Desabroché sus vaqueros, que hizo caer poco a poco con ese vaivén de caderas de lado a lado, tan especial de una mujer, tan perturbador. Ella me quitó la camisa, yo le quité los calcetines y me quité los míos, me levanté. Frente a frente, nos quedamos mirándonos, con la respiración entrecortada, y nos besamos con frenesí, las lenguas agitadas, saboreando la saliva con deseo voraz. Sus manos se deslizaron por mi vientre, me desabrochó los pantalones, que cayeron al suelo. La erección no cabía en los calzoncillos, con la pequeña mancha de líquido preseminal. Sara los miró, me miró a los ojos, y deslizó su lengua lentamente por sus labios, relamiéndose mientras sonreía con una lascivia enloquecedora.
Me atrajo fuertemente tirando de mi cuello, y nos abrazamos apretando cintura contra cintura, restregando bien nuestras pelvis, acariciándonos todo el cuerpo, poseídos por el apetito de las pieles. No daba abasto para gozar de los encantos de Sara, cada caricia dada, y cada caricia recibida, eran una explosión de sensaciones eléctricas. Apretaba sus muslos, mis manos gozaban de su carne generosa, prieta, abundante. Acariciando y pellizcando sus senos, se perdían en suavidad y perfección. Agarraba su trasero, lo acariciaba, no podía parar, en esa redondez respingona.
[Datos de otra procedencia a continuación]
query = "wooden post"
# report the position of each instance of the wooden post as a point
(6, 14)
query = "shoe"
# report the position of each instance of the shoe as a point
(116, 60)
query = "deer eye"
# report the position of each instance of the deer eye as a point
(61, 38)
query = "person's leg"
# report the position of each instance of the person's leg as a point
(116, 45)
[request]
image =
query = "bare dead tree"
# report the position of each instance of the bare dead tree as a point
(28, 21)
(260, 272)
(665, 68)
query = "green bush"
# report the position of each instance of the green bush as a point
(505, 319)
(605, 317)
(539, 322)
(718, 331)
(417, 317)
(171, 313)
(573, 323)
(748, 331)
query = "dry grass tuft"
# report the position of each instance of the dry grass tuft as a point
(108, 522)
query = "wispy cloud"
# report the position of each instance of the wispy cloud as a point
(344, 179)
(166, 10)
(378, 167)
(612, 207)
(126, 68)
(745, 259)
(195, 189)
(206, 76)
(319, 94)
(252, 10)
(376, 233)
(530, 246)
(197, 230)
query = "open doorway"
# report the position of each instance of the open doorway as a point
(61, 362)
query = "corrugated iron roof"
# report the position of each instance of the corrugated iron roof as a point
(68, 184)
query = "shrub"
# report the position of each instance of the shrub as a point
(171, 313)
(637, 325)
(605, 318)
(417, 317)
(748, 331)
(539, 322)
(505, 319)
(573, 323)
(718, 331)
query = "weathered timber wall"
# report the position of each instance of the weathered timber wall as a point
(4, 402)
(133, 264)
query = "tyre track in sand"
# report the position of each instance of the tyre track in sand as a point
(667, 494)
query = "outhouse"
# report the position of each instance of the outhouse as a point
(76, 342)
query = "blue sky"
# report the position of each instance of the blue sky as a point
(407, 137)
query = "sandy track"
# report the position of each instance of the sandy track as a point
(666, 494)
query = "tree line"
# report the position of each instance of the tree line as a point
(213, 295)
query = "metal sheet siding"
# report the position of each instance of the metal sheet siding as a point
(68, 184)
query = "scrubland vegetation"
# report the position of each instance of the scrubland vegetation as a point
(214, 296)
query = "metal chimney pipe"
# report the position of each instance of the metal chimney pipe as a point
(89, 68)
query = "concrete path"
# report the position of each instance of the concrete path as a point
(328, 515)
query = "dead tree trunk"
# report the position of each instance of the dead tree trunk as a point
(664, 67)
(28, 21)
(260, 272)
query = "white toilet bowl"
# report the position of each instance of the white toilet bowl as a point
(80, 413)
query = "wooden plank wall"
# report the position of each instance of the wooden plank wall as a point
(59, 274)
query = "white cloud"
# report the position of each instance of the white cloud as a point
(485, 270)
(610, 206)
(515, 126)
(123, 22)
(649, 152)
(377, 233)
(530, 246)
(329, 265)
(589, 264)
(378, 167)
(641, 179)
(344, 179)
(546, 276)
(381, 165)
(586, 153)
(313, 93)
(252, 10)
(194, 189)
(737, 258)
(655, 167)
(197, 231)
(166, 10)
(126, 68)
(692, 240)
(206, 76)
Abarcaba su cintura de avispa con mis manos, acariciando su vientre. Besaba su cuello, vibrante, sus hombros. Nuestros labios se encontraban en esa exploración mutua. Sara era irresistible para mí.
Cuando no aguantamos más de pie nos lanzamos a la cama, yo dejé a Sara que se tumbara primero, para disfrutar con la visión de su figura. Vestida solamente con las bragas blancas y la camiseta verde, acomodó su anatomía espectacular en la cama, despacio, atractiva, seductora, arrebatadora. Tumbada boca arriba, ligeramente de medio lado, puso sus brazos detrás de la nuca. Encogió una pierna levantando la rodilla, su postura era erótica, cómoda, tranquila. Todos sus encantos se desplegaban, el instinto me empujaba brutalmente a abalanzarme sobre ella. Con los brazos tras la nuca como estaba, suspiró profundamente, sonrió con lascivia, pasando la lengua por los labios, y con una voz hipnótica, me dijo: -"Ven aquí", -"Voy".